A vote on legalising same-sex marriage in Australia is to proceed after the High Court dismissed two legal challenges.

Naomi Vaughan, Amnesty International Australia's Marriage Equality Campaign Coordinator, said: "Marriage equality is a human rights issue. LGBTQI Australians have already waited too long for their loving unions to be treated with dignity and respect.

"Amnesty International Australia wanted a free vote in Parliament to usher in marriage equality in our country. However, now the High Court has ruled the postal survey will proceed, we call on all Australians who believe in fairness, in family, in equality and in love to make certain that they post their 'Yes' vote. And we encourage them to ensure that everyone they know does the same.

"Let's make 2017 the year the government finally reforms the Marriage Act so Australians can join more than one billion other people around the world living in countries that respect and protect marriage equality."

Surveys consistently show that at least two-thirds of Australian voters want marriage equality: 2/3 of Australians support marriage equality, 81 per cent of young Australians between18-24 years of age support marriage equality, Same-sex marriages are already recognised (but not performed) in Tasmania, Queensland and New South Wales.

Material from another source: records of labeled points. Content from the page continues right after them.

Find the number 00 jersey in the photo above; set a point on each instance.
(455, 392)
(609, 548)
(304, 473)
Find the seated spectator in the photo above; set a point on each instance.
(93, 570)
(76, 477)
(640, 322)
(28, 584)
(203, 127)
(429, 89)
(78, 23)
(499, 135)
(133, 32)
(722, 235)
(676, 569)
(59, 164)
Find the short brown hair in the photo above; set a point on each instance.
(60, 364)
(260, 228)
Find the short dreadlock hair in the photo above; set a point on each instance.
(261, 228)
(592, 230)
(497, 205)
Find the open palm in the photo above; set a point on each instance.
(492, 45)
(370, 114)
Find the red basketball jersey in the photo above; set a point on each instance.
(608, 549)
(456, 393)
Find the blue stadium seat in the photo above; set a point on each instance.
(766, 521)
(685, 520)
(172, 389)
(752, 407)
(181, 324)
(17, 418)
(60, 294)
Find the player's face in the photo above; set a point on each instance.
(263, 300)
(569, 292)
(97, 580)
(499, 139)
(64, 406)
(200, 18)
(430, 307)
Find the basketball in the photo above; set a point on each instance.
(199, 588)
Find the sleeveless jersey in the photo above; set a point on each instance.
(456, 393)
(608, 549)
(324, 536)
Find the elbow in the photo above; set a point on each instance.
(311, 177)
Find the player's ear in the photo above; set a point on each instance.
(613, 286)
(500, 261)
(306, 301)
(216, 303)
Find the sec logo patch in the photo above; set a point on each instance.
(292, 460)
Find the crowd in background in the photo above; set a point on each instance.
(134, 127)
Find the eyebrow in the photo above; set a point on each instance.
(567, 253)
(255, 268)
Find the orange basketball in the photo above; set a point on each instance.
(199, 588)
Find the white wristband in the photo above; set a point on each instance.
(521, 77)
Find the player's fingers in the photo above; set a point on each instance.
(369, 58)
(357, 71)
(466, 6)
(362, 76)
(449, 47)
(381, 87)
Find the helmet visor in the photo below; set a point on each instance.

After various political clashes, the Australian government is introducing a non-binding and non-compulsory 'postal survey' to measure the public's mood on the issue, to be carried out by the Australian Bureau of Statistics (ABS).

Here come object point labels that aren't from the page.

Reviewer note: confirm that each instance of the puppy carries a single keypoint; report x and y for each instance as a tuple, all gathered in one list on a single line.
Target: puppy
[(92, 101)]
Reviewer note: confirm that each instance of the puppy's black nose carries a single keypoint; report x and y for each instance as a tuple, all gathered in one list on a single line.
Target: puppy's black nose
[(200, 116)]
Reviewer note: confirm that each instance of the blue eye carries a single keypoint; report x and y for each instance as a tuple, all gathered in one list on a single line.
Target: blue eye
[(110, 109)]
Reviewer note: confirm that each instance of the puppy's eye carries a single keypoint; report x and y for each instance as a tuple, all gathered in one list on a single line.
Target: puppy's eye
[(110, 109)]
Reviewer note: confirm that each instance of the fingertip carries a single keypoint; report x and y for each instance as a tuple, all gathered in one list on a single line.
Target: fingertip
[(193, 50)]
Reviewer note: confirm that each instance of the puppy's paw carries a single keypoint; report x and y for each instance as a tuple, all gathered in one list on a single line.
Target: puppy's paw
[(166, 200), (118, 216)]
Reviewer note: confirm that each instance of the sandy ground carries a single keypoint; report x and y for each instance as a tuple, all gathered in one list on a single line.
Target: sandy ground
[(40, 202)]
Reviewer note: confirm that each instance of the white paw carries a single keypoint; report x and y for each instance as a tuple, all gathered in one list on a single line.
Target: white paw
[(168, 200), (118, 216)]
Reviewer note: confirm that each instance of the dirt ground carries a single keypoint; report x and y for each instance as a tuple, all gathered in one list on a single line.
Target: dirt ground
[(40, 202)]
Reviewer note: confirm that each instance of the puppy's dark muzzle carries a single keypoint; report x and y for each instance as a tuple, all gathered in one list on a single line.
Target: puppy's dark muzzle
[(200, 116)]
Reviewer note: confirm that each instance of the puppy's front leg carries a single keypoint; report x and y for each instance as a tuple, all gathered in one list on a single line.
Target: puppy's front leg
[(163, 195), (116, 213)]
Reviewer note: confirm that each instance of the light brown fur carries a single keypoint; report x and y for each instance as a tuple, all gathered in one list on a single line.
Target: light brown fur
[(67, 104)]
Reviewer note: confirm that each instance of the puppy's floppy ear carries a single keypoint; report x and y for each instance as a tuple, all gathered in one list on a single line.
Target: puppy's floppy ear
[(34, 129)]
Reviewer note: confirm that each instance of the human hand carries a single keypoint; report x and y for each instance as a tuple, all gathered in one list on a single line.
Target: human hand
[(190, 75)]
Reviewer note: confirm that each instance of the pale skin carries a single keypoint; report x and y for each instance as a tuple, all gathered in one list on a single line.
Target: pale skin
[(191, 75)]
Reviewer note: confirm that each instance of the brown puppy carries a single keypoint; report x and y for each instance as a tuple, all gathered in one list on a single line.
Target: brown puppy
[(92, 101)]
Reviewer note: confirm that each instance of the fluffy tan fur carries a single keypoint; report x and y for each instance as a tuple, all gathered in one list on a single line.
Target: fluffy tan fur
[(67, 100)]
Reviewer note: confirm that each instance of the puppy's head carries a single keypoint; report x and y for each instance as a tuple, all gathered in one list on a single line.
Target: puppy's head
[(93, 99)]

It was planned that the ABS would post ballot papers to everyone on the electoral roll. However, 16- and 17-year-olds can also be on the electoral roll, and the government has fought to close this loophole for the purpose of the plebiscite. This is subject to a legal challenge by 17-year-old Cameron Warasta.

On the announcement of the plebiscite, there were 250,000 young people missing from the electoral roll. Amnesty, along with other groups, has campaigned for young people in particular to register to vote.

The postal plebiscite's legality has been contested in two hearings before the High Court which ruled in a 7-0 unanimous decision on  7 August 2017 that the postal survey could proceed, and as a result Amnesty is campaigning for a 'Yes' vote.